Real and virtual photons via neutral pion decay

[padraux3]

I wasn't sure whether this question should go in advanced or introductory physics but I decided to post here since it doesn't involve any complex maths.

Homework Statement

Part 1
Consider a neutral pion at rest. On the basis of conservation of energy and momentum alone, show that it is possible for the pion to decay into two real photons (ie: two photons that obey the classical energy momentum relation for photons).

Part 2
Show that if a neutral pion decays into a single photon then the photon is virtual.
Hint: Consider the decay in the rest frame of the pion.

Homework Equations

Photon energy = |p|c
E = mc^2
Conservation laws

The Attempt at a Solution

I'm not sure if I've been going about this the right way but I've been trying all day.
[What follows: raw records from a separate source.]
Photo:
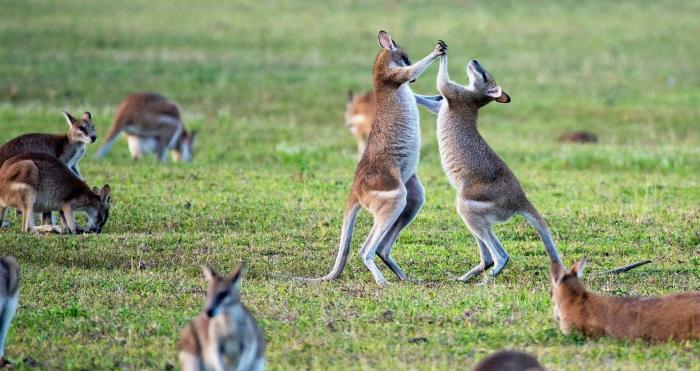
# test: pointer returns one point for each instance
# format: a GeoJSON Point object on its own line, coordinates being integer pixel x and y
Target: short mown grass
{"type": "Point", "coordinates": [265, 84]}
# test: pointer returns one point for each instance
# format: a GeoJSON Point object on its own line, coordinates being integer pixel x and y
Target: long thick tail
{"type": "Point", "coordinates": [344, 248]}
{"type": "Point", "coordinates": [536, 220]}
{"type": "Point", "coordinates": [112, 135]}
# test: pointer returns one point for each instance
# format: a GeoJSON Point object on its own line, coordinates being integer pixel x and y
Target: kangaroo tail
{"type": "Point", "coordinates": [536, 220]}
{"type": "Point", "coordinates": [344, 248]}
{"type": "Point", "coordinates": [112, 135]}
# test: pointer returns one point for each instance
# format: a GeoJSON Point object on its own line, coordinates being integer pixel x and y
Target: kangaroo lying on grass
{"type": "Point", "coordinates": [359, 113]}
{"type": "Point", "coordinates": [152, 124]}
{"type": "Point", "coordinates": [385, 181]}
{"type": "Point", "coordinates": [670, 317]}
{"type": "Point", "coordinates": [487, 191]}
{"type": "Point", "coordinates": [37, 182]}
{"type": "Point", "coordinates": [69, 148]}
{"type": "Point", "coordinates": [9, 296]}
{"type": "Point", "coordinates": [509, 360]}
{"type": "Point", "coordinates": [225, 336]}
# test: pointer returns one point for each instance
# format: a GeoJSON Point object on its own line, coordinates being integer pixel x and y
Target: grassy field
{"type": "Point", "coordinates": [265, 84]}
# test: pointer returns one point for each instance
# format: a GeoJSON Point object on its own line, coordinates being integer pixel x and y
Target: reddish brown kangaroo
{"type": "Point", "coordinates": [385, 180]}
{"type": "Point", "coordinates": [670, 317]}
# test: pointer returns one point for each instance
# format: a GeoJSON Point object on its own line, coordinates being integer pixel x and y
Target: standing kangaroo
{"type": "Point", "coordinates": [385, 181]}
{"type": "Point", "coordinates": [37, 182]}
{"type": "Point", "coordinates": [69, 148]}
{"type": "Point", "coordinates": [671, 317]}
{"type": "Point", "coordinates": [9, 296]}
{"type": "Point", "coordinates": [225, 336]}
{"type": "Point", "coordinates": [152, 124]}
{"type": "Point", "coordinates": [487, 191]}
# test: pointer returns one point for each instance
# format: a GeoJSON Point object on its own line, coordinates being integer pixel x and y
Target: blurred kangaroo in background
{"type": "Point", "coordinates": [359, 113]}
{"type": "Point", "coordinates": [225, 336]}
{"type": "Point", "coordinates": [509, 360]}
{"type": "Point", "coordinates": [670, 317]}
{"type": "Point", "coordinates": [385, 181]}
{"type": "Point", "coordinates": [9, 296]}
{"type": "Point", "coordinates": [37, 182]}
{"type": "Point", "coordinates": [69, 148]}
{"type": "Point", "coordinates": [487, 191]}
{"type": "Point", "coordinates": [152, 124]}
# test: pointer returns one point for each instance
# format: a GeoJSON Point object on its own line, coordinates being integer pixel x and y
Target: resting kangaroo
{"type": "Point", "coordinates": [37, 182]}
{"type": "Point", "coordinates": [9, 296]}
{"type": "Point", "coordinates": [359, 113]}
{"type": "Point", "coordinates": [385, 181]}
{"type": "Point", "coordinates": [152, 124]}
{"type": "Point", "coordinates": [487, 191]}
{"type": "Point", "coordinates": [225, 336]}
{"type": "Point", "coordinates": [670, 317]}
{"type": "Point", "coordinates": [69, 148]}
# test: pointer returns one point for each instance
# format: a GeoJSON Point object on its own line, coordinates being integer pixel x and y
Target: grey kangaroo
{"type": "Point", "coordinates": [487, 191]}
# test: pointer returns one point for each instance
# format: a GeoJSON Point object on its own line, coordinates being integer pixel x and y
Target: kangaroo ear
{"type": "Point", "coordinates": [70, 119]}
{"type": "Point", "coordinates": [579, 267]}
{"type": "Point", "coordinates": [209, 273]}
{"type": "Point", "coordinates": [504, 98]}
{"type": "Point", "coordinates": [385, 41]}
{"type": "Point", "coordinates": [106, 194]}
{"type": "Point", "coordinates": [557, 272]}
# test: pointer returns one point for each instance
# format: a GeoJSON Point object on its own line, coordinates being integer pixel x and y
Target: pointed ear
{"type": "Point", "coordinates": [579, 267]}
{"type": "Point", "coordinates": [106, 194]}
{"type": "Point", "coordinates": [557, 272]}
{"type": "Point", "coordinates": [385, 41]}
{"type": "Point", "coordinates": [504, 98]}
{"type": "Point", "coordinates": [209, 273]}
{"type": "Point", "coordinates": [70, 119]}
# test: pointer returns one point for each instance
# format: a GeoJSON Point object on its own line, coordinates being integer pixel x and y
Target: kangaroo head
{"type": "Point", "coordinates": [397, 56]}
{"type": "Point", "coordinates": [98, 213]}
{"type": "Point", "coordinates": [183, 150]}
{"type": "Point", "coordinates": [81, 130]}
{"type": "Point", "coordinates": [223, 291]}
{"type": "Point", "coordinates": [566, 285]}
{"type": "Point", "coordinates": [483, 86]}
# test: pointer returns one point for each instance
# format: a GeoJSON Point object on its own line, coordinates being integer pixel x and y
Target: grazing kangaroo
{"type": "Point", "coordinates": [225, 336]}
{"type": "Point", "coordinates": [509, 360]}
{"type": "Point", "coordinates": [487, 191]}
{"type": "Point", "coordinates": [37, 182]}
{"type": "Point", "coordinates": [152, 124]}
{"type": "Point", "coordinates": [69, 148]}
{"type": "Point", "coordinates": [359, 113]}
{"type": "Point", "coordinates": [385, 181]}
{"type": "Point", "coordinates": [9, 296]}
{"type": "Point", "coordinates": [670, 317]}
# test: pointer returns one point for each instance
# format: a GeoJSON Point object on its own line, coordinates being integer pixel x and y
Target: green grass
{"type": "Point", "coordinates": [265, 83]}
Since the pion is at rest its energy is E(pion) = mc^2.
Then by the conservation of energy, the sum of the energies of the two photons is equal to E(pion). Also, the pion has zero momentum so the momentum of the two photons is also zero (thus they are moving at the same speed in opposite directions). From here I've tried to show that the energy of each photon is given by the first equation I listed. I know that the pion's energy should be evenly distributed between the two photons but I'm not sure how to show it.

Thanks in advance.

 

[tiny-tim]

Hi padraux3!

I think you're making this too complicated …

why derive the energy of a photon from its momentum?
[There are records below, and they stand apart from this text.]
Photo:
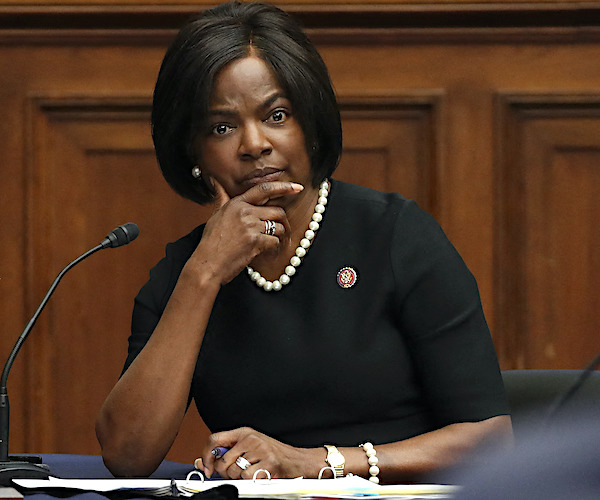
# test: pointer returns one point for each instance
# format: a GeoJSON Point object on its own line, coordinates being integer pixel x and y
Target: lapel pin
{"type": "Point", "coordinates": [347, 277]}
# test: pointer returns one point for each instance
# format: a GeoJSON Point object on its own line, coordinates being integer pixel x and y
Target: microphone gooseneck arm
{"type": "Point", "coordinates": [4, 404]}
{"type": "Point", "coordinates": [121, 235]}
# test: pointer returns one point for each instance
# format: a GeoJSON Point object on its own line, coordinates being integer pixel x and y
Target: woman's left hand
{"type": "Point", "coordinates": [262, 452]}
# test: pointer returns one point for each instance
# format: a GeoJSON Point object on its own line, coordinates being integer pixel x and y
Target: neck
{"type": "Point", "coordinates": [299, 214]}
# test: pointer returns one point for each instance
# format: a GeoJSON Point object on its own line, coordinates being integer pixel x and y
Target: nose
{"type": "Point", "coordinates": [254, 143]}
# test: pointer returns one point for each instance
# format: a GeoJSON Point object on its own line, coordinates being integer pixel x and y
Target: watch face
{"type": "Point", "coordinates": [335, 459]}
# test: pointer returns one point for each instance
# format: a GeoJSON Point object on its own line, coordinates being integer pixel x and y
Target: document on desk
{"type": "Point", "coordinates": [349, 487]}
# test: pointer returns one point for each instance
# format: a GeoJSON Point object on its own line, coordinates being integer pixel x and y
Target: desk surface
{"type": "Point", "coordinates": [92, 467]}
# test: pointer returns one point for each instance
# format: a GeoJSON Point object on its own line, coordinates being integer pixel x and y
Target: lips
{"type": "Point", "coordinates": [264, 174]}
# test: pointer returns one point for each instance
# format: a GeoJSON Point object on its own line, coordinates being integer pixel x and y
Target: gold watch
{"type": "Point", "coordinates": [335, 460]}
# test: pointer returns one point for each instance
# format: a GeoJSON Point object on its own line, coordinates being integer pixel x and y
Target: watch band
{"type": "Point", "coordinates": [335, 460]}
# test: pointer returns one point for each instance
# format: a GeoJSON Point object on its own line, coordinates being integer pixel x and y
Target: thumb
{"type": "Point", "coordinates": [221, 196]}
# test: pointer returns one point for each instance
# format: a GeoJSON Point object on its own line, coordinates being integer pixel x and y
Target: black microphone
{"type": "Point", "coordinates": [29, 466]}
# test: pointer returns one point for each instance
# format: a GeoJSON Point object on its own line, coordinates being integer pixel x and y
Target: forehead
{"type": "Point", "coordinates": [247, 79]}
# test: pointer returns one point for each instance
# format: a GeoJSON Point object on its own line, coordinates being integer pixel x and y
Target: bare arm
{"type": "Point", "coordinates": [142, 415]}
{"type": "Point", "coordinates": [402, 461]}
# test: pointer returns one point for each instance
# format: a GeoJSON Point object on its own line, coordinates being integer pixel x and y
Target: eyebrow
{"type": "Point", "coordinates": [229, 112]}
just use energy of photon = h times … ?

(and I suppose techinically you have to show that all the other quantum numbers, like baryon number, are conserved )

 

[padraux3]

Thanks for your reply.

If I use E = hf then I end up with the equation mc^2 = h(f1+f2) where fi is the frequency of the ith photon and m is the mass of the pion. I don't really understand what I need to show. From the first hint I assumed I needed to show E = |p|c for each photon so that's why I was trying to derive the energy from momentum. I can't use conservation of quantum numbers, only energy and momentum.

 

[diazona]

I don't think you don't need to prove the energy-momentum relation (unless this is an exercise in deriving special relativity from scratch ).

I know that the pion's energy should be evenly distributed between the two photons but I'm not sure how to show it.

To show that, you can use momentum conservation in the pion's rest frame. For example, say that photon #1 has energy E₁ and momentum p₁, and photon #2 has energy E₂ and momentum p₂. What is p₁ + p₂? Then use that to show how E₁ relates to E₂.